On the cusp of starting Brave New World.

I'm sitting with a class of 28 sophomores debating the merits of cloning.

One student is confused and thought I meant clowning. For the past five minutes his group had been discussing the ethics of Barnum & Bailey and keeping animals in cages.

I suggest that we could clone clowns for the circus, but that might be comically redundant.

My words are met with a smattering of chuckles and guffaws.

We move on to the caste system.

It suddenly dawns on me that I still don't know all of their names. This is unusual. I have periods 1, 3, 4 & 7 down. Why not period 5? I make a mental note to pick up some memory medicine... Ginkgo? Is that what it's called? Sounds like a tropical fighting fish. In this corner, weighing in at half-an-ounce... Ghengis Ginkgo!

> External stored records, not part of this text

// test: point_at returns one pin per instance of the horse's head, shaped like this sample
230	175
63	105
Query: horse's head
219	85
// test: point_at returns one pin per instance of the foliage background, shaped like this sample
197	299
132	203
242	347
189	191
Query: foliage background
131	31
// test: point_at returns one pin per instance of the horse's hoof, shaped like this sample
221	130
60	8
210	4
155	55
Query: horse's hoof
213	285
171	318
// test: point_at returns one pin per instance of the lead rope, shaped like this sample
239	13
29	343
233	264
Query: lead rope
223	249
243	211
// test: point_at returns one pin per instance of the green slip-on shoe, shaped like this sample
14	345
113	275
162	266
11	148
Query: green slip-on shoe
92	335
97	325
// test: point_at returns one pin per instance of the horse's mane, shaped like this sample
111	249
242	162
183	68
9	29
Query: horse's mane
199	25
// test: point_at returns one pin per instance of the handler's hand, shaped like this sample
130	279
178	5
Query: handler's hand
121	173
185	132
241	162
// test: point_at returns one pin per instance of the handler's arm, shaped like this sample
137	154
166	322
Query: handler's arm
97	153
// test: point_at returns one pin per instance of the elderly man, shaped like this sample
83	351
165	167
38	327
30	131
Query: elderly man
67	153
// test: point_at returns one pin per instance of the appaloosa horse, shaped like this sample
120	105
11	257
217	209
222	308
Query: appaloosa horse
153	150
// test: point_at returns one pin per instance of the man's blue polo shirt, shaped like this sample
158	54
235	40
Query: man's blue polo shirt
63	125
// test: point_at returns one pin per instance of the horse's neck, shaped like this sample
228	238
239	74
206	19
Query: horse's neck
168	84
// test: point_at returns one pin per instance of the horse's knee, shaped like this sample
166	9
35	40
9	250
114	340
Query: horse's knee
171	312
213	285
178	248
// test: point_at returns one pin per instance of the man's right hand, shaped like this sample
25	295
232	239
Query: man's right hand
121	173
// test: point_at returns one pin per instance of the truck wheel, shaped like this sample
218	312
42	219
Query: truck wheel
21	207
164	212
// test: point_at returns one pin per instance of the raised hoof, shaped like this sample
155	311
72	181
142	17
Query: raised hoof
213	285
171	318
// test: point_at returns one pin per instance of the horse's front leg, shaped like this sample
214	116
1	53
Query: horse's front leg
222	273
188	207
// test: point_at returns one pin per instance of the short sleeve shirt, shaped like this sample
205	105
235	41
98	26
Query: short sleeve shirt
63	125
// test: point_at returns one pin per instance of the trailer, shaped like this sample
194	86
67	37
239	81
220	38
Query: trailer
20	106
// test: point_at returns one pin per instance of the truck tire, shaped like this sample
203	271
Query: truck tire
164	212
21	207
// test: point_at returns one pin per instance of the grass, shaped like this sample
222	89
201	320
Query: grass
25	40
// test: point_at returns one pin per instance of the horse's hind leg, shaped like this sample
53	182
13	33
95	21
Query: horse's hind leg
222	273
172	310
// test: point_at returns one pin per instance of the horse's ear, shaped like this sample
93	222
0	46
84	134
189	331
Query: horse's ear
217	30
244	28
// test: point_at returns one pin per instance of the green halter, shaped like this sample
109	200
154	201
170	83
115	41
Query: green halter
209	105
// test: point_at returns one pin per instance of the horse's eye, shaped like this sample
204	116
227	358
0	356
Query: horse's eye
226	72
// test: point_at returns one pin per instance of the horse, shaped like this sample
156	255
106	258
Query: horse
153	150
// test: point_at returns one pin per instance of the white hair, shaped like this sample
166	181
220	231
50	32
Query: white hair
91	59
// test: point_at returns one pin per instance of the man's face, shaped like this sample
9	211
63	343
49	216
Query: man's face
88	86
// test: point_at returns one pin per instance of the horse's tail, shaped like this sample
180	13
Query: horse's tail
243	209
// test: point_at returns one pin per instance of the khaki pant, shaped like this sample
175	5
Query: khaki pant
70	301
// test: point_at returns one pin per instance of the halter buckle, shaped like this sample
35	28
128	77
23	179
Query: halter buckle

The bell's going to ring. Not for round one of the fish fight, but for the class.

I need something to say for closure.

I need a vacation.

But first, I need to finish grading the summer homework.

I will never again assign journal entries with the directions "minimum of three pages" because some students interpret this to mean: Write 30 pages.

The bell's going to ring.

Wait, didn't I already write that?

I need to get some of that memory medicine...what's it called again?

Thursday, September 10, 2009

School Daze

Year seventeen of teaching.

Is it too early to be done?

I asked a colleague this question yesterday.

He laughed, and replied with a knowing shake of his head, "No, I don't think it's too early to be done."

Everyone looks so tired. Kids, adults, small dogs I encounter driving down lonely back roads on my way in...everyone.

"Just have to get back into the routine," another colleague said.

I suppose. I did it to myself. I'm already behind in grading. The sophomores arrived with six-page papers, summer homework on two books they were asked to read over the summer. I have sixty-three left to do, not that I'm counting or anything. I made the mistake of writing three-page minimum in the directions, and that must have sent the subliminal message that writing more is much better than writing less, hence the one cherub who decided to write THIRTY pages (I kid you not).

That's like adding five more students to my teaching load, I thought as I pored over page seventeen. How depressing.

But the kids are great.

Once the bleariness erodes and the Monster Energy drinks kick in, they come alive, laughing and joking, just being kids. And there's a desire to learn, to know more, to grow as individuals. They may mask this at times, but at those moments when you're able to connect and break through that teenage haze, there's intellect and curiosity behind those faces. I love those Kodak moments when the room grows quiet and everything you say seems to hit every pulsing synapse in their heads. Some of them nod, some smile, and some even take notes.

I love those moments.

Hmm, maybe I'm not quite done after all.